Así que Vandam había fracasado dos veces en veinticuatro horas. No le extrañaba que se sintiera derrotado. Elene quería consolarlo, rodearlo con sus brazos, hacerle apoyar la cabeza en su regazo y acariciarle el cabello. Su deseo se asemejaba a un dolor. Decidió —impulsivamente, como siempre decidía las cosas— que esa noche lo llevaría a su cama.
Vandam le sirvió una copa. También preparó otra para él. Cuando Vandam se inclinó hacia delante para alcanzarle el vaso ella levantó una mano, le tocó la barbilla con la punta de los dedos y le hizo girar la cabeza, para poder observar la mejilla. Él la dejó mirar durante un segundo y después apartó la cabeza.
Elene no le había visto nunca tan tenso. Vandam cruzó el cuarto y se sentó frente a ella, erguido, en el borde de la silla. Estaba conteniendo una fuerte emoción, algo parecido a la ira, pero cuando Elene lo miró a los ojos no vio cólera, sino dolor.
—¿Qué impresión le ha causado Wolff? —preguntó entonces Vandam.
Elene no estaba segura del objeto de la pregunta.
—Encantador.
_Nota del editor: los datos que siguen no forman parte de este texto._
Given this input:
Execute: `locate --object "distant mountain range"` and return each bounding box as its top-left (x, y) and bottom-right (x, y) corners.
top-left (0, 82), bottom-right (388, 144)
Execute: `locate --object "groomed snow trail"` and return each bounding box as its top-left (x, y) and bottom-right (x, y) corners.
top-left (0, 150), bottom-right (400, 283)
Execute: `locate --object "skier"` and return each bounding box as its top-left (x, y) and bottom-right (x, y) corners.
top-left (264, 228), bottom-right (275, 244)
Inteligente. Peligroso.
—¿Su aspecto?
—Manos cuidadas, camisa de seda, un bigote que no le sienta bien. ¿Qué trata de averiguar?
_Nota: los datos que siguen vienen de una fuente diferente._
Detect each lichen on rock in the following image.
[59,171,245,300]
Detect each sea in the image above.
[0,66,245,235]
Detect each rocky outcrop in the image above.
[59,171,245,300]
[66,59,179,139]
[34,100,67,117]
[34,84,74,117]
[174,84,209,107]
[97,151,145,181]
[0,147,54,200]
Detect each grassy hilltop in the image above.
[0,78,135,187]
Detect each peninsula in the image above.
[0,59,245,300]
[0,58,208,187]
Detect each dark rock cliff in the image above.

Vandam sacudió la cabeza irritado.
—Nada. Todo.
Encendió otro cigarrillo.
Con ese humo no podría llegar a él. Elene quería que Vandam se sentara a su lado, que le dijera que era hermosa y valiente y que había actuado bien; pero sabía que era inútil preguntar. Aun así, indagó:
—¿Cómo lo he hecho?
—No lo sé —contestó Vandam—. ¿Qué hizo?
—Usted sabe lo que hice.
—Sí. Estoy sumamente agradecido.
Vandam sonrió, pero ella se dio cuenta de que la sonrisa no era sincera. ¿Qué le ocurría? Había algo familiar en su cólera, algo que ella entendería tan pronto como pudiera palparlo. No era solo la idea de haber fracasado. Era su actitud, la forma en que le hablaba, cómo se sentaba frente a ella y, en especial, cómo la miraba. Su expresión era… era casi de repugnancia.
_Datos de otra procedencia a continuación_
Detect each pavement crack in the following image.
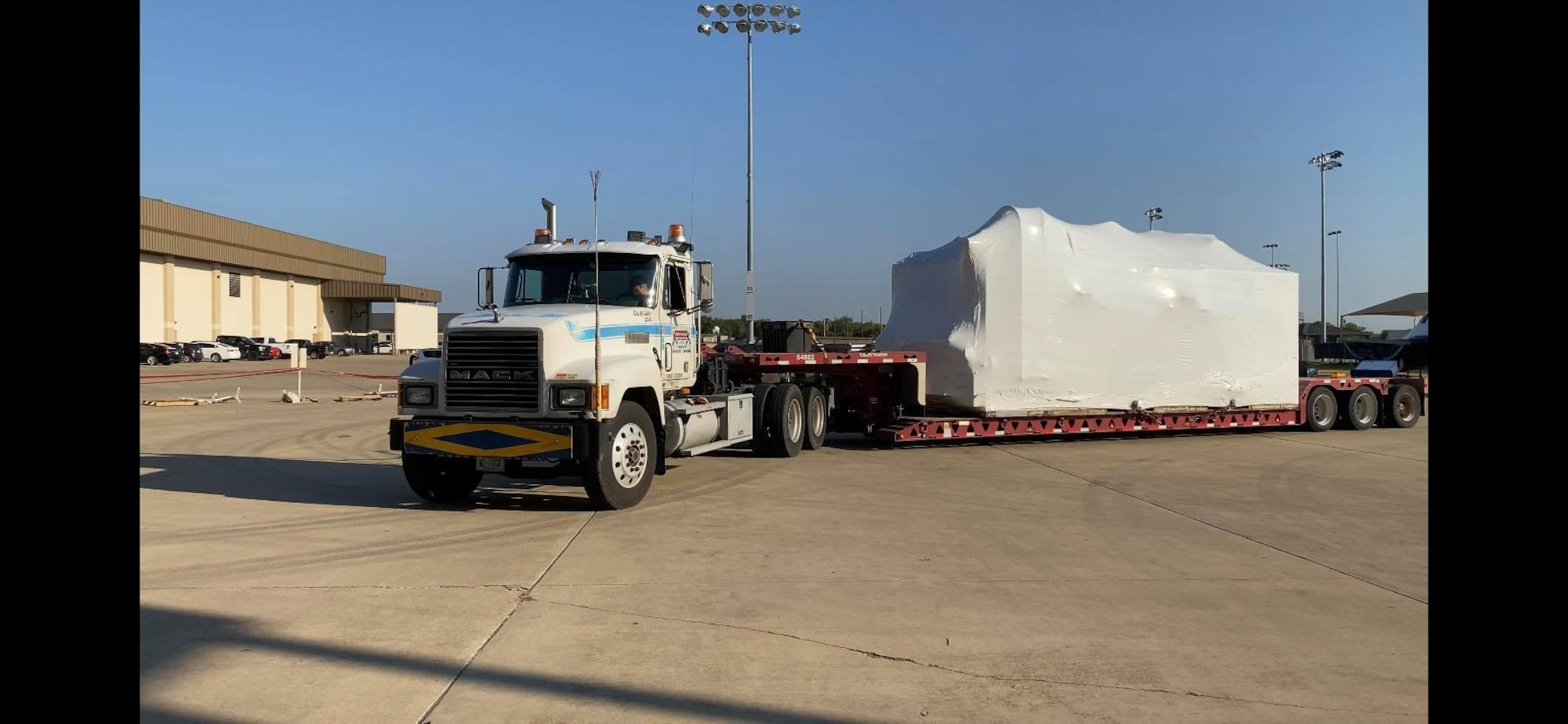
[1258,434,1430,464]
[535,574,1345,589]
[989,445,1428,605]
[527,595,1427,716]
[419,512,594,722]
—¿Wolff dijo que la vería otra vez? —preguntó Vandam.
—Sí.
—Espero que lo haga. —Apoyó el mentón en las manos. Tenía la cara crispada por la tensión. Columnas de humo ascendían de su cigarrillo—. ¡Cristo, espero que lo haga!
—Ya veo. «Tenemos que repetir esto», ¿eh?
—Algo así. ¿En qué cree que pensaba, exactamente?
Elene se encogió de hombros.
—Otro picnic, otra cita. ¡Maldita sea, William! ¿Qué le ha picado?
—Es simple curiosidad —contestó él. En su rostro apareció una sonrisa torcida, que ella nunca le había visto—. Quisiera saber lo que hicieron, además de comer y beber, en el asiento trasero de ese enorme taxi, y en la orilla del río; ya sabe, todo ese tiempo juntos, en la oscuridad, un hombre y una mujer…
—¡Cállese! —Elene cerró los ojos. De pronto comprendía, sabía. Sin abrirlos, dijo—: Voy a acostarme. Ya conoce la salida.
Pocos minutos después se oyó un portazo.
Elene fue a la ventana y miró hacia la calle. Le vio salir del edificio y montar en su motocicleta. Vandam puso el motor en marcha y se alejó a gran velocidad, doblando la esquina como si estuviera en una carrera. Elene estaba muy cansada y algo triste por tener que pasar la noche sola. Pero no se sentía desdichada, porque había comprendido la ira de Vandam. Sabía cuál era el motivo y eso le daba esperanzas. Cuando él desapareció de su vista, Elene sonrió ligeramente y dijo en voz queda:
—William Vandam, creo que realmente estás celoso.